A cord is an old English wood measurement consisting of a stack that is 4 feet by 4 feet by 8 feet, approximately 3.62 cubic meters.   It is said to be called a cord because it was originally measured with a cord.   If you spend much time on this forum, you'll see that measurement used a lot, as people describe how much wood we have or how many cords it takes to heat their house in the winter.


----------



## Black Jaque Janaviac (Jan 10, 2011)

Well, if I'm splitting wood that is shown in the linked examples I can get a lot done with a $30 maul.  It's the forked, knurled, and knotty pieces I fight with so regularly that humbles me.  For that, simply splitting off slabs doesn't work.

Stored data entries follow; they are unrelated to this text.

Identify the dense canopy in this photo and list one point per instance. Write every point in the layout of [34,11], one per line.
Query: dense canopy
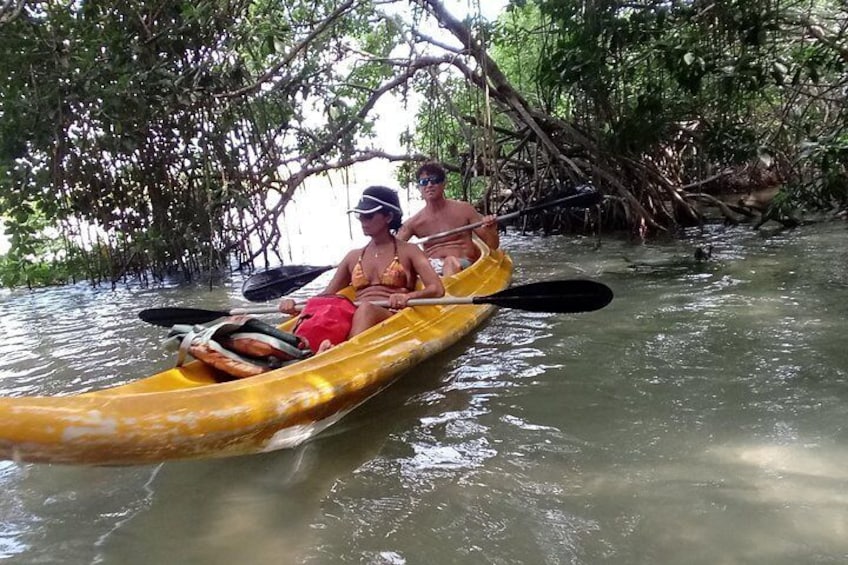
[154,137]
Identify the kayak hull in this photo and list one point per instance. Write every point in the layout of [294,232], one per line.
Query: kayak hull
[188,412]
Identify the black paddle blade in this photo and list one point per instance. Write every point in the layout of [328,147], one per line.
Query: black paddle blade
[280,281]
[566,296]
[168,317]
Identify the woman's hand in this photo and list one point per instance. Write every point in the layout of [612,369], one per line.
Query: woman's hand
[288,306]
[398,301]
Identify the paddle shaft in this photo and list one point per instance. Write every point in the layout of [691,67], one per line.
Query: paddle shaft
[564,296]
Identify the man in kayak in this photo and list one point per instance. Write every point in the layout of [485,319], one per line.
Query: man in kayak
[450,254]
[386,269]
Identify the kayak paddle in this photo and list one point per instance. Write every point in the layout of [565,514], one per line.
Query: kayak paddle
[563,296]
[280,281]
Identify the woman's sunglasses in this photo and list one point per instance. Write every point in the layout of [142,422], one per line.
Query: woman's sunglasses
[424,181]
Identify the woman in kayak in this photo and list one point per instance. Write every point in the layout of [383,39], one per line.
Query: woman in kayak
[386,269]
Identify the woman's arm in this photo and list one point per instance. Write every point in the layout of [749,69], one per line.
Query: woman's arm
[433,287]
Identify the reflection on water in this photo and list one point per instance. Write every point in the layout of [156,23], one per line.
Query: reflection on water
[699,418]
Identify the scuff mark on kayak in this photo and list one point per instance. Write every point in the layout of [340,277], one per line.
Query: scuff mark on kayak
[91,424]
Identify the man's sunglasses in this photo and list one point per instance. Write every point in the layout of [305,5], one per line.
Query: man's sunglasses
[430,180]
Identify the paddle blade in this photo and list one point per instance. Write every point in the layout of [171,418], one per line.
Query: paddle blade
[168,317]
[565,296]
[279,281]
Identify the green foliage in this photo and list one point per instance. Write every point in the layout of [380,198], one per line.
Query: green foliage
[166,125]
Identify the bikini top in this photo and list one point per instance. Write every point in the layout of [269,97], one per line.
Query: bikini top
[394,275]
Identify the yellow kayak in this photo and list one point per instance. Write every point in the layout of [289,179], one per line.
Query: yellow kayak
[186,412]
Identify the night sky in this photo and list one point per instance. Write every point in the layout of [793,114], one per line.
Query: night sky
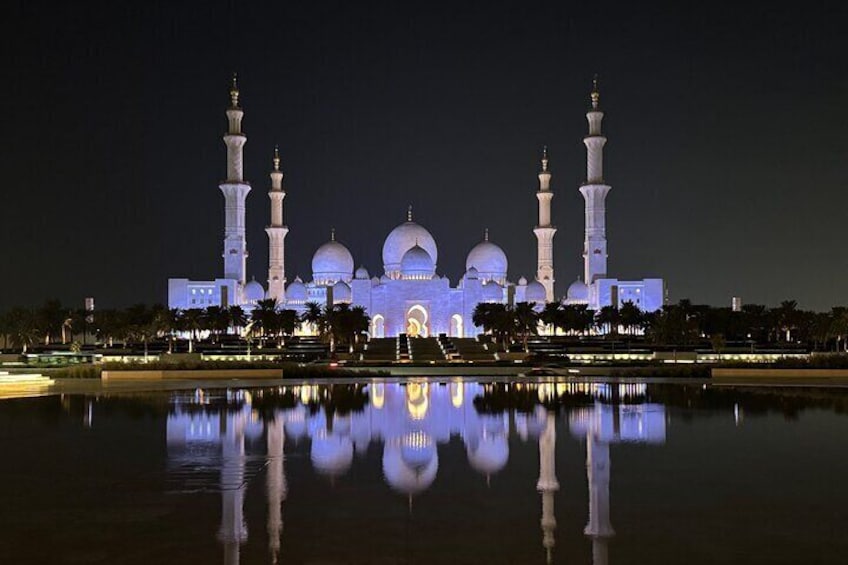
[727,152]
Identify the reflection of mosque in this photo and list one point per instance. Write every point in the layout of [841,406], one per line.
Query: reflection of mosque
[410,420]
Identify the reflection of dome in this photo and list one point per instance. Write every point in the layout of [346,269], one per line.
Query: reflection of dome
[578,291]
[341,292]
[490,454]
[535,293]
[492,292]
[405,478]
[253,292]
[417,264]
[402,239]
[489,260]
[296,292]
[332,262]
[331,454]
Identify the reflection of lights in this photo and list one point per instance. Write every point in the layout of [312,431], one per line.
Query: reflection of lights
[457,395]
[417,400]
[378,395]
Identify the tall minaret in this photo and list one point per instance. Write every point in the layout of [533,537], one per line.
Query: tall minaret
[277,235]
[545,231]
[548,484]
[235,191]
[595,192]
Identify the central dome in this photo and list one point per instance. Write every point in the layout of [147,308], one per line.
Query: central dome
[332,262]
[417,263]
[402,239]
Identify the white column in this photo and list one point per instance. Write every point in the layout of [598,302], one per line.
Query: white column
[594,192]
[235,191]
[276,236]
[545,231]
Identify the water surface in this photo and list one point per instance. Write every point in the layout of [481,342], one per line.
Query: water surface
[427,471]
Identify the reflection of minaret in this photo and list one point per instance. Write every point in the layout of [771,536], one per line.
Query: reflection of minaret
[277,488]
[598,470]
[233,530]
[548,483]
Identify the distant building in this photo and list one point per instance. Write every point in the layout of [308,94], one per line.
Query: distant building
[410,296]
[736,303]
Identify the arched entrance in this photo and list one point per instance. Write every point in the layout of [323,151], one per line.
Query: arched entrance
[378,326]
[456,326]
[416,322]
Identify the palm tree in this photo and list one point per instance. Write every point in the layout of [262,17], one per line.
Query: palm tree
[631,316]
[526,321]
[314,316]
[192,323]
[238,318]
[22,324]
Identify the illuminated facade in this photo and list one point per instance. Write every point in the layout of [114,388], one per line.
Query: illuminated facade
[410,296]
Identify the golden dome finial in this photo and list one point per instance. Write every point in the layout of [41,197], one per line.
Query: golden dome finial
[596,94]
[234,91]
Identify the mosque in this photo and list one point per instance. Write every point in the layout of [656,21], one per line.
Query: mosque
[410,296]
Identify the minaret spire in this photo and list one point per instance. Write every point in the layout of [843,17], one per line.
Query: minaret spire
[594,191]
[545,231]
[235,190]
[277,232]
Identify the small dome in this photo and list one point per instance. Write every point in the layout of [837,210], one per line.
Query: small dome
[535,293]
[332,262]
[489,455]
[403,238]
[341,292]
[492,292]
[296,292]
[331,454]
[417,263]
[578,291]
[253,292]
[489,260]
[407,479]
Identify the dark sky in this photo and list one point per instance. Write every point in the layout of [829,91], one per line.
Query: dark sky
[727,152]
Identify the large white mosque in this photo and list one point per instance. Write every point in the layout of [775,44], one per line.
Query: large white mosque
[410,296]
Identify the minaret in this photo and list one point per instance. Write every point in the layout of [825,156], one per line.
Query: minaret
[548,484]
[545,231]
[594,193]
[235,191]
[277,235]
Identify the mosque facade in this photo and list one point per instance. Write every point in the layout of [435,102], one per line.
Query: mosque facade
[410,296]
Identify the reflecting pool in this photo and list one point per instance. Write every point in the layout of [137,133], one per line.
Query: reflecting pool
[427,471]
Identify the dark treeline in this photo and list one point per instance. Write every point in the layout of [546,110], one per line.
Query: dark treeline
[52,323]
[679,325]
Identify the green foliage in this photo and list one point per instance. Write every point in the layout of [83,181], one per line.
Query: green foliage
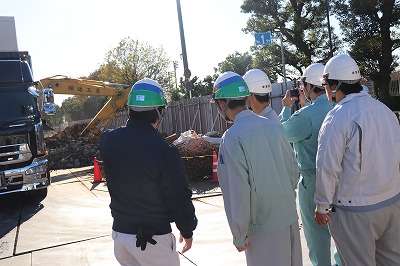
[132,60]
[303,25]
[371,29]
[237,62]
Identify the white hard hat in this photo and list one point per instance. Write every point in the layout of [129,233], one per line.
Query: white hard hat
[258,81]
[343,68]
[313,74]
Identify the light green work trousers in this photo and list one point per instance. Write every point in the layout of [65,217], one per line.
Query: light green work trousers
[318,237]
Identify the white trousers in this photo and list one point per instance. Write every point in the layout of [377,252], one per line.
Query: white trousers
[280,248]
[162,253]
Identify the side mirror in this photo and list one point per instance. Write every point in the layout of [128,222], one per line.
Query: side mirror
[49,108]
[33,91]
[48,95]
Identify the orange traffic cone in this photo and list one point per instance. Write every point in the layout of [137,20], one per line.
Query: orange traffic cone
[97,174]
[215,164]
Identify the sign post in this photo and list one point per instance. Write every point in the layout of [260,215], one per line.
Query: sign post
[266,38]
[263,38]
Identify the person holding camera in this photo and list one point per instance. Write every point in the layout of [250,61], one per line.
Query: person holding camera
[260,88]
[358,178]
[302,130]
[257,173]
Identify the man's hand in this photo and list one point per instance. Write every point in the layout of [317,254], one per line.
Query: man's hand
[321,218]
[188,243]
[287,100]
[240,249]
[302,98]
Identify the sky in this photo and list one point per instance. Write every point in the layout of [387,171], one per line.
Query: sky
[72,37]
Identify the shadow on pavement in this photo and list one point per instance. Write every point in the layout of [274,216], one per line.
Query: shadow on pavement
[16,208]
[204,187]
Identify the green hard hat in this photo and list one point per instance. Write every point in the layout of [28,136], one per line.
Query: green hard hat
[146,94]
[230,85]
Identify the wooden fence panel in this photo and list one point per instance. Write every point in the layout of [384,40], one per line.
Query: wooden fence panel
[199,114]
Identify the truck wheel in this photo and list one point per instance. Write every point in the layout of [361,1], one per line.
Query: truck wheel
[40,193]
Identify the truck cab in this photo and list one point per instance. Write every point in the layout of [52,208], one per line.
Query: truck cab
[23,157]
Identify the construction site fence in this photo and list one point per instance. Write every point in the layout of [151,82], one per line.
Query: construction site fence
[199,114]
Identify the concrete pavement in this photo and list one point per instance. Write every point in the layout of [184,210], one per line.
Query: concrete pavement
[72,226]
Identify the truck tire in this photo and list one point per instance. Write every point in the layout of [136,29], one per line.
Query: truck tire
[40,193]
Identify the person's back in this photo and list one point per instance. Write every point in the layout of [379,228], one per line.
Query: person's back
[257,173]
[137,161]
[378,143]
[358,178]
[273,194]
[302,129]
[147,183]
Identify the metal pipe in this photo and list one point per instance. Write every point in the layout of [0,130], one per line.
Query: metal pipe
[283,60]
[183,44]
[329,29]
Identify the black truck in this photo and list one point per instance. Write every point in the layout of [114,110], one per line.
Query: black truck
[23,155]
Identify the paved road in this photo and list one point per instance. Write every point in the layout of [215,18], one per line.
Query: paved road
[72,226]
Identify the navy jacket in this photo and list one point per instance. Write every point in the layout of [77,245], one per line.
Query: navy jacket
[146,180]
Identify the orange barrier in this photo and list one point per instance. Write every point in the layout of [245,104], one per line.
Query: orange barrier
[215,164]
[97,174]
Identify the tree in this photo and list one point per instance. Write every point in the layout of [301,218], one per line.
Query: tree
[236,62]
[132,60]
[304,29]
[371,28]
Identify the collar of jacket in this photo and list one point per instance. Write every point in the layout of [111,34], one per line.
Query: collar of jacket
[352,96]
[242,114]
[322,97]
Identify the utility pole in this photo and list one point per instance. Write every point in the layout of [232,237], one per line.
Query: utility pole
[186,70]
[175,67]
[329,29]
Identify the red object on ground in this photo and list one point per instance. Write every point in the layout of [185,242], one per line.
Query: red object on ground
[97,174]
[215,164]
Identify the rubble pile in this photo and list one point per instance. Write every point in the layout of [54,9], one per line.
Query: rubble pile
[70,149]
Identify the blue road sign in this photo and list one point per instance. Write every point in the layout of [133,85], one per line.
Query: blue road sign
[263,38]
[188,85]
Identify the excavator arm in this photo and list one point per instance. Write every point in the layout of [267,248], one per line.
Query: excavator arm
[65,85]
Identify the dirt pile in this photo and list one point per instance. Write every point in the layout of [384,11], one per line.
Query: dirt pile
[196,152]
[70,149]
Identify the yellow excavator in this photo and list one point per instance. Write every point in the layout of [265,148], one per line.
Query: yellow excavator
[64,85]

And 8-lb maul and Harbor Freight's 10-ton manual-powered hydraulic splitter keep me happy and able to split whatever I bring home.  I've also found that the hydraulic splitter is great for making kindling, as you can split them very small while keeping your hands safely out of the way.


----------



## FINLAND (Feb 19, 2011)

bboulier said:
			
		

> When I mentioned the SuperSplitter, an old friend said his favorite was the Chopper 1.  He liked it.  Looks interesting, but it would be nice to have a report from someone who used both.   Here's a link:
> http://www.chopperaxe.com/buyitnow.htm



Yes
I have used both of them. This was one of the reasons why I invented the Leveraxe. I have had two of the Super Splitters, the original and the Chinese copy. Both of them are destroyed. The little moving parts aside are not strong enough to last in heavy splittings. It was noisy, caused problems to my wrists and it was very hard/workable to use. I do not use any other wedge type axes any more. You know why.


----------



## FINLAND (Feb 19, 2011)

snowleopard said:
			
		

> A cord is an old English wood measurement consisting of a stack that is 4 feet by 4 feet by 8 feet, approximately 3.62 cubic meters.   It is said to be called a cord because it was originally measured with a cord.   If you spend much time on this forum, you'll see that measurement used a lot, as people describe how much wood we have or how many cords it takes to heat their house in the winter.



Hi
Based to the3.62 cubic meters means that if I were in excellent condition I could split that amount in 22 minutes. 3.62x3x2=21.72 minutes.
Of course this in impossible in my age (71), but maybe some younger person could do it.
One thing is for sure. You cannot get even close to that time with a conventional axe.
This I am telling you based to my 65 years experience in splitting firewood with different kind of axes.
I checked my wood piles. There are about 80 cubic meters left ready splitted firewood. This is 80/3.62=22 cords. I think there will be dry firewood for years to come.


----------



## snowleopard (Feb 24, 2011)

FINLAND said:
			
		

> Hi
> Based to the3.62 cubic meters means that if I were in excellent condition I could split that amount in 22 minutes. 3.62x3x2=21.72 minutes.
> Of course this in impossible in my age (71), but maybe some younger person could do it.
> One thing is for sure. You cannot get even close to that time with a conventional axe.
> ...




Thank you for your reply.  So what is a realistic estimate for the amount of time it would take you to chop a cord of wood?  And how long do you estimate that amount of wood will last you?  I figure about 4-5 cords  year for my house.


----------



## FINLAND (Feb 24, 2011)

snowleopard said:
			
		

> FINLAND said:
> 
> 
> 
> ...



Hi
It is very difficult to give any precise estimate, because it is so much up to the physical condition of the Leveraxe user.
One thing is for sure. It will double or triple the result, what ever kind your condition is.
In addition to this, you will not get your hands sore. There is no chance that you could hurt yourself.
You will save your back because you do not have to pick up the blocks from the ground if you use the tire on top of the chopping block.
The splitting is great fun because nearly each strike will loosen a split.
Here is a lot of information about wood as energy.
http://biohousing.eu.com/index.asp?init=1&initID=25286
http://www.youtube.com/watch?v=9jDR_2Zsr40
Your estimate 4-5 cords may be close to the truth, it is up to the winter.


----------